The Americans had a tactic called the ‘tippy-toe tactic’ which was to silently move around through terrain without the enemy side knowing about it. This meant it would be a sneak attack. However, this was fairly difficult for the Americans as they were using tanks some of the time. This made it difficult for them because you could hear them coming, so it wasn’t really silent. The Vietnamese Army had a tactic in Guerilla warfare. They used bunkers underground to hide out from the enemy. Although this seemed like an easy way to attack them, by throwing a grenade in and killing them in a ‘dead end’, the bunkers had many more levels to them than the U.S. had thought. In one case, the Americans had ‘tried’ to negotiate with the Vietcong, and in no response had sent someone to interpret them. This man than been killed and so they used a grenade to get them to come out, after realizing that there was no one to be found in the place, they noticed the lower levels to the bunker and so this is an advantage to the Vietcong. One of the most important tactics that the Americans had used was ‘Vertical Envelopment’, which relied upon the heavy use of helicopters transporting troops and weapons into battle very quickly, which meant they could quickly arrive anywhere the enemy had shown up. The U.S. had also employed the ‘Mike Force Units’. These included combined Marine rifle companies with Civilian Irregular Defense Forces, which were a group of civilians that had been armed and trained by the Marines who operated in securing and defending isolated villages. Another tactic used by the U.S. was using fertilizer on the terrain in the jungles. This was an advantage to them as the trees would ‘grow themselves to death’, so it would make it a lot easier to see the enemy, instead of letting them hide.

The Tet Offensive.
This was a huge North Vietnamese/Vietcong offensive, which was aimed at attacking throughout the South of Vietnam at a weak time and at a low state of readiness – when the Tet celebrations were at hand. A cease-fire was used for three days (January 29th to January 31st 1968) to mark the national holiday of the Tet. For this to happen, most of the Vietnamese units were at rest, with most of their troops home. The holiday was a declared cease-fire and no action was expected at all. The U.s. and South-East Asian were ready to end the war at their peak. The Northern planners in Vietnam were expecting the South to surrender and overthrow the Republic of Vietnam, so the Tet was a very sneakily good way of trying to do this. It did, in a way, catch the SV off guard and cause much confusion and chaos, but the U.S. and ARVN (Army of the Republic of Vietnam) fought well enough and it was a military defeat for the NVA and VC. The VC were very effectively wiped out as an effective auxiliary field force during the Tet, and never really recovered. The U.S., however, had suffered a near fatal blow to their reputation, as they had claimed to be winning the war against the NVA and VC. To be caught off guard by a very daring and complex attack, it had made most of the men question what they were claiming and why. It also made them ask whether the cost of the war, in lives mostly and in rewards, was worth it or not.

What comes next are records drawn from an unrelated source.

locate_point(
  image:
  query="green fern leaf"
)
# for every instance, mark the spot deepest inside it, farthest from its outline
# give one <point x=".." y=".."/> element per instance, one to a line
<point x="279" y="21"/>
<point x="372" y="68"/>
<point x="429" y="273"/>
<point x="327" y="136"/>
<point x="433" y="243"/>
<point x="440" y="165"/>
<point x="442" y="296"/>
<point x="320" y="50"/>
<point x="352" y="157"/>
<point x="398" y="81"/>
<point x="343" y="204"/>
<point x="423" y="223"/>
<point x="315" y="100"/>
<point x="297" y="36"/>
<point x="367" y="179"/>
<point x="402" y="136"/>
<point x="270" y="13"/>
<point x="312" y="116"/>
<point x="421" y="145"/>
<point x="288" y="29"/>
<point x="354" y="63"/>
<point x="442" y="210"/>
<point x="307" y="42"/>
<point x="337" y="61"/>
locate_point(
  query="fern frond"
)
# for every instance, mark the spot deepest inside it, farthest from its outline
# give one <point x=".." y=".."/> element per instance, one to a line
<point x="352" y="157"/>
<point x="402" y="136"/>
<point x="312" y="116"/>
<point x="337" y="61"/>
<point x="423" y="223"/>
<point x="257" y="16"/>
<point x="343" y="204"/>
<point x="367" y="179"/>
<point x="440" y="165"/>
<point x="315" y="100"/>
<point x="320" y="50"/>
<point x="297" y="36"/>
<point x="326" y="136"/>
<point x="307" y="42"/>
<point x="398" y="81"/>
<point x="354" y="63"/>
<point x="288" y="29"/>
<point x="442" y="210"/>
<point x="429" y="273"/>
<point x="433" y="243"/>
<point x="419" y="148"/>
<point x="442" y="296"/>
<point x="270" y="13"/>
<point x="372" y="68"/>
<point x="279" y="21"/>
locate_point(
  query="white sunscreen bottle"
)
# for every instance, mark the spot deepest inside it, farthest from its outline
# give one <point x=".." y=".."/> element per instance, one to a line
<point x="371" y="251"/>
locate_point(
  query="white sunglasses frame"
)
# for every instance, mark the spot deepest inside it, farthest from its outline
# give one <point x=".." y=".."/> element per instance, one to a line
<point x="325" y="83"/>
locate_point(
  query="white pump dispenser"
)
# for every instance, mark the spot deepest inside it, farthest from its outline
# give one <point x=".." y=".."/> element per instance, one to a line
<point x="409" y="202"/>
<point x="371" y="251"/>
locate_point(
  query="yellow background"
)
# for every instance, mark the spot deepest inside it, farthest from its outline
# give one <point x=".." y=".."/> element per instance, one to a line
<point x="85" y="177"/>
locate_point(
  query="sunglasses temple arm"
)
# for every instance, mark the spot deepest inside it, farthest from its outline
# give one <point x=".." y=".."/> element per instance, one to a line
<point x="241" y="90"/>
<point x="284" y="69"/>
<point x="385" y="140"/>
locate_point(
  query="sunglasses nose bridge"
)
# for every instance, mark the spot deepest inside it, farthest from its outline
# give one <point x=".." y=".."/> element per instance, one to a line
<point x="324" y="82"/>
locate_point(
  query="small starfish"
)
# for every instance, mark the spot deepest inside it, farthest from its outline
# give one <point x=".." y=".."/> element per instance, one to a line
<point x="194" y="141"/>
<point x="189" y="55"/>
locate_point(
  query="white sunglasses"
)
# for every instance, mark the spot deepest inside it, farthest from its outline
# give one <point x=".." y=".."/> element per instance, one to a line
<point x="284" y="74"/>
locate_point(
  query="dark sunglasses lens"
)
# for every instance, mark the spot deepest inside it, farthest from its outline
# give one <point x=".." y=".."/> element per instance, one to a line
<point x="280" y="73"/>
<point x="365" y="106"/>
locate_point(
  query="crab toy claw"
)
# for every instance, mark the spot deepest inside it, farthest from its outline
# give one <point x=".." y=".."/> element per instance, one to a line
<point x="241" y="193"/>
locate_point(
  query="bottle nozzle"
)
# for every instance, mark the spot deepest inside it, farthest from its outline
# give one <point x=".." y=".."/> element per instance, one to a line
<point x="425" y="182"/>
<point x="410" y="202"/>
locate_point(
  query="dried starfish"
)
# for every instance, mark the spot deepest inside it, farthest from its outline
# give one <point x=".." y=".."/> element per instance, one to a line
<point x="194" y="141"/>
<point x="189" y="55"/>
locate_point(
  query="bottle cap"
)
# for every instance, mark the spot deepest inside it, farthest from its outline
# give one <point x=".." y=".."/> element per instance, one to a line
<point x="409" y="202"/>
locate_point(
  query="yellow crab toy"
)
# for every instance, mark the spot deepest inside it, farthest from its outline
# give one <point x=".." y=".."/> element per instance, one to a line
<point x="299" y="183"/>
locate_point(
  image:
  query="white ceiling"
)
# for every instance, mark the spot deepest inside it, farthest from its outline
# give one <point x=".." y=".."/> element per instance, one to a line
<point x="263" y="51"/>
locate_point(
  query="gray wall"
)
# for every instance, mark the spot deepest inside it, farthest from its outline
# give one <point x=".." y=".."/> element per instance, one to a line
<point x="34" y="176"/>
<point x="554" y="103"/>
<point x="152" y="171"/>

The American Difficulties.
The Americans had suffered through a few critical difficulties against the Vietcong. One of the main difficulties they had to endure was the weather. Vietnam is a very wet and was made up from a long of heavy jungles – so the terrain wasn’t much easier to endure. This made the army slower, and the weather could have caused illnesses for them. Their gear and equipment was also built towards using in more large conventional wars in Europe, rather than heavy-terrained areas, like such. Another difficulty was the self-imposed limitation of the scope of the war. Because of the diplomatic situation that surrounded Vietnam, and the U.S. effort not being legally a war, they were not allowed to invade the North of Vietnam, attack any international ships delivering war goods there, or openly pursue any of the North Vietnamese forces into neighboring countries. The training towards Guerilla warfare was also a disadvantage to their side. They hadn’t been trained and organized properly to fight in the NVA and VC’s type of warfare, which was underground and very largely used.